Harris, third paragraph:
A rational approach to ethics becomes possible once we realize that questions of right and wrong are really questions about the happiness and suffering of sentient creatures.
I agree that ethical questions eventually reduce to happiness and suffering. I doubt, however, that this understanding makes possible a "rational approach to ethics," if by "rational" Harris means that ethical statements can be judged as true or false.
If we are in a position to affect the happiness or suffering of others, we have ethical responsibilities toward them—and many of these responsibilities are so grave as to become matters of civil and criminal law.
I suspect that Harris again wants to equate the naturalistic and ethical meanings of a concept, in this case, the concept of responsibility. We can speak of any natural causes as those activities that are responsible for their effects. For example, gravity is responsible for keeping planets in orbit around the sun. But to have an ethical responsibility is not merely to be the cause of someone's happiness or suffering. I would argue that ethical responsibility exists only when someone cares about another's happiness and suffering and feels a sense of obligation or duty to promote the other's happiness and avoid causing suffering. Harris seems to suggest that the duty is there, whether or not someone feels a sense of obligation. He speaks of "grave responsibilities" that exist prior to being encoded into human-made laws. But this is another example of confusing moral rules, which are contingent on people, with natural laws, which existed before people came into existence.
Taking happiness and suffering as our starting point, we can see that much of what people worry about under the guise of morality has nothing to do with the subject. It is time we realized that crimes without victims are like debts without creditors. They do not even exist. Any person who lies awake at night worrying about the private pleasures of other consenting adults has more than just too much time on his hands; he has some unjustifiable beliefs about the nature of right and wrong.

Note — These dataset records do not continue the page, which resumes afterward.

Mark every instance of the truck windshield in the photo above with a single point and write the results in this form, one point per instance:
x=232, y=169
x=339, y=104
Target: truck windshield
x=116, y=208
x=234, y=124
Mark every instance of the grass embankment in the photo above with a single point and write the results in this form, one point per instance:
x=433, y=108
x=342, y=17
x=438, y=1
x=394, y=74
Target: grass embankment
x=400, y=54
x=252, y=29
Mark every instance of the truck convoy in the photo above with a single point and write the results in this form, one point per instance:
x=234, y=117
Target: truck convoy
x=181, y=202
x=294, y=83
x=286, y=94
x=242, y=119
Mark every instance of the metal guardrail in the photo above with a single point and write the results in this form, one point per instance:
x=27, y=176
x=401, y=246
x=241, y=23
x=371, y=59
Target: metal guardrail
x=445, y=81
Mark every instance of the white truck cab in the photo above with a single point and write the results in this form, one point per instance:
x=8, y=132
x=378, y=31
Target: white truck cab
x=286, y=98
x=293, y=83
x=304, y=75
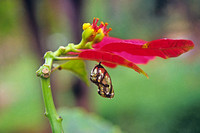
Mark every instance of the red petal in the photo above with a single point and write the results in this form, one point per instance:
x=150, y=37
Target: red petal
x=111, y=65
x=112, y=58
x=164, y=48
x=107, y=40
x=133, y=58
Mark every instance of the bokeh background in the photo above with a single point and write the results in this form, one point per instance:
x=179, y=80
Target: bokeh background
x=167, y=102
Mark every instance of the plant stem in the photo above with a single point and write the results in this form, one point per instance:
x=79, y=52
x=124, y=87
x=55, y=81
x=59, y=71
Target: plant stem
x=50, y=110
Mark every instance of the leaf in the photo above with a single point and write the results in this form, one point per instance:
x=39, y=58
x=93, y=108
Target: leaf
x=78, y=67
x=164, y=48
x=102, y=56
x=78, y=120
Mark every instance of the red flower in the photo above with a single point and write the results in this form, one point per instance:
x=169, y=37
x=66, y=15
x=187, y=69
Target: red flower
x=113, y=51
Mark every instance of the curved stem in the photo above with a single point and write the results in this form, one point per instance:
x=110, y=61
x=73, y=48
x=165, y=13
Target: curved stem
x=50, y=110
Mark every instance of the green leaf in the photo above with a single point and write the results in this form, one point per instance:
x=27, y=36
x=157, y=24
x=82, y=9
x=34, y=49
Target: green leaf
x=77, y=120
x=78, y=67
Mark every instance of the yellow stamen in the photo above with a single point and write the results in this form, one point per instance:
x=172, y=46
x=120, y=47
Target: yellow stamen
x=86, y=25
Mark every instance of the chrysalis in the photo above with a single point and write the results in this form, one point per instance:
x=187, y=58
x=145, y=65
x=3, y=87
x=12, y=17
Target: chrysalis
x=102, y=79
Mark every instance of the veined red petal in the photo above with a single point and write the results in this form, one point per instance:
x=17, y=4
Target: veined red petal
x=108, y=57
x=164, y=48
x=107, y=40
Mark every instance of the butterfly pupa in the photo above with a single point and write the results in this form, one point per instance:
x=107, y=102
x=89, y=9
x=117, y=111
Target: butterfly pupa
x=102, y=79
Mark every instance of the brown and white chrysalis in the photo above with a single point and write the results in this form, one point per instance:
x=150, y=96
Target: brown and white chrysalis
x=102, y=79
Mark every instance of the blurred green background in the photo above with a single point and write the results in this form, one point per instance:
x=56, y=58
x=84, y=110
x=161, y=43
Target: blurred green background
x=167, y=102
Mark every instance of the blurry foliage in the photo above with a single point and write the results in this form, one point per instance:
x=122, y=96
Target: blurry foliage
x=78, y=121
x=167, y=102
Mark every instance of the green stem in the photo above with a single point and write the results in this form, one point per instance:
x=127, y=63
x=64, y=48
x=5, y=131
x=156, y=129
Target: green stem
x=50, y=110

Like Harris, I am totally opposed to the criminalization of all acts between consenting adults. Unlike Harris, my argument is based on my dislike of people meddling in others' private affairs, not on an argument that the meddler's beliefs are rationally unjustified. Knowing that a lot of people are fornicating causes the meddler unhappiness and suffering. He would feel much better if the fornicating stopped. So, it is his happiness (and the happiness of like-minded moralists) versus the happiness of fornicators. Whose happiness is more important? Harris would have us think that this question has a rational answer, as if some pre-existing natural-law-like principles for resolving conflicts of interest could be discovered by investigation, just as natural laws can be discovered. But no such principles of fairness and justice exist. Human beings have invented them out of the need to resolve disputes. Invented, not discovered.
Harris, fourth paragraph, p. 171:
The fact that people of different times and cultures disagree about ethical questions should not trouble us. It suggests nothing at all about the status of moral truth. [Harris draws an analogy to ancient humans having differing (and incorrect) views of natural phenomena such as fire and the stars because they lacked the tools to discover truths about natural phenomena.] Their lack of consensus signified their ignorance of certain physical truths, not that no such truths exist.

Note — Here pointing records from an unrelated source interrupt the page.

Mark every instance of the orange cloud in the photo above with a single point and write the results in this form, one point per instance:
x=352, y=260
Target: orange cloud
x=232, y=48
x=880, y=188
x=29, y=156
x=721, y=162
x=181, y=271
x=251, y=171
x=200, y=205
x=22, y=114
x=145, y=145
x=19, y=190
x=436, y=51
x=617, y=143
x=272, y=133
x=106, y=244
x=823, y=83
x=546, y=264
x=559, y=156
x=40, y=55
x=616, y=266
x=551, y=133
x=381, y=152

If there are right and wrong answers to ethical questions, these answers will be best sought in the living present. Whether our search takes us to a secluded cave or to a modern laboratory makes no difference. If ethics represents a genuine sphere of knowledge, it represents a sphere of potential progress (and regress).
The analogy to truths in physics is misleading because it is only an analogy. Moral rules are not natural laws. Ethics are based on feelings, desires, and motives, which are neither true nor false. Ethics is not a sphere of knowledge that can become more accurate. The reason that people differ—not just across times and cultures but within a culture at one point in time—in their ethical views is that they have different feelings about activities. Activities that make some people happy can thoroughly disgust others. Trying to objectify the feelings of one group of people as more correct than another is a category mistake, like trying to say that sounds possess color. Feelings do not possess correctness or veridicality. Of course the hope is to convince others that one's preferred moral principles are objective because, if accepted, it would give one more leverage in an argument about how to behave. But the argument always reduces to whether people feel happy or unhappy about activities, and those feelings differ across individuals.